I found this whilst going through some old pictures from the past year and thought I'd share. Although the bulk of our garden in the UK is devoted to naturalistic planting and attracting wildlife in as aesthetically pleasing a fashion as possible we always grow some annual vegetables. When we held a garden open day for charity this year it seemed to be one of the areas people found most interesting so I thought I'd share.
I struggle to get excited about rows of food staples one could buy from a farm down the road but I really like growing things a bit more unusual, delicious and harder to get. This is also environmentally friendly as the food miles on these items tend to be higher so by growing these rather than vegetables that have been shipped from another continent we're helping the environment. I know; I'm a real martyr!
This butternut squash got massive whilst hidden away on the far side of the garden as we picked more easily accessible young squash. I really like growing different squashes because a) I really like eating squashes; b) they look aesthetically pleasing and wildish compared to most vegetables and c) they look after themselves and just ramble away producing the delicious goods.
I don't know why garden nurseries don't sell a mix of young squash seedlings.
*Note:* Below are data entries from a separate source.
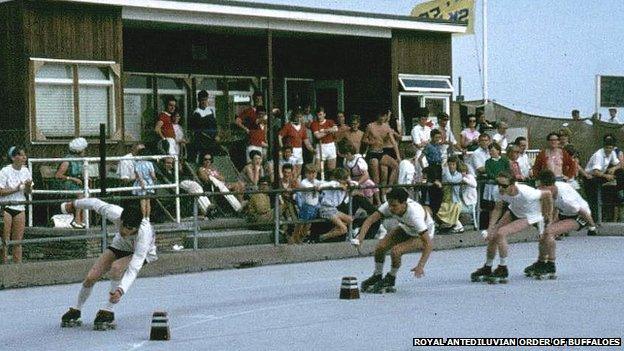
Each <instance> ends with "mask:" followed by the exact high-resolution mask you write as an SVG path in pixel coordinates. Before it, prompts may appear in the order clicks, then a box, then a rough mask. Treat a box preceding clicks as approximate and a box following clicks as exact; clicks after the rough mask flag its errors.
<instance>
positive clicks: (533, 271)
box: [524, 261, 540, 277]
mask: <svg viewBox="0 0 624 351" xmlns="http://www.w3.org/2000/svg"><path fill="white" fill-rule="evenodd" d="M539 265H540V261H535V262H533V264H532V265H530V266H528V267H527V268H525V269H524V275H526V276H527V277H532V276H533V274H534V273H535V270H536V269H537V267H539Z"/></svg>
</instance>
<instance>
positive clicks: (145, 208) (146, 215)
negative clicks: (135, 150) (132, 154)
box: [132, 149, 156, 219]
mask: <svg viewBox="0 0 624 351" xmlns="http://www.w3.org/2000/svg"><path fill="white" fill-rule="evenodd" d="M137 156H145V149H141V150H139V151H138V152H137ZM134 173H135V175H136V180H135V181H134V186H135V187H140V189H135V190H133V191H132V194H133V195H139V196H146V195H148V194H150V195H151V194H154V192H155V191H154V189H153V188H151V187H152V186H154V184H155V183H154V180H155V179H156V172H155V170H154V164H153V163H152V162H151V161H150V160H137V161H136V163H135V165H134ZM148 187H150V188H148ZM150 201H151V200H150V199H141V213H142V214H143V218H145V219H149V216H150V213H151V211H152V206H151V203H150Z"/></svg>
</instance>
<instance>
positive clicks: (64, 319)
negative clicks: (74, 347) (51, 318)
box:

That's what I'd be keen to see as that way people could grow a mix of varieties (butternuts, zuchinis, crook stems and so on) without wasting a load of seeds or risking the potential minefield that is the mixed seed packet (nb if any nursery is reading this ditto for named chillis and other peppers!). Nonetheless I'm happy growing just a couple of varieties of these delicious fire-and-forget vines and our toads like to shelter amongst them.
This year now I'm here in the tropics I'm trying a small squash on our balcony...perhaps I'll share a few photos of 2007's harvest in 365 days. Happy New Year.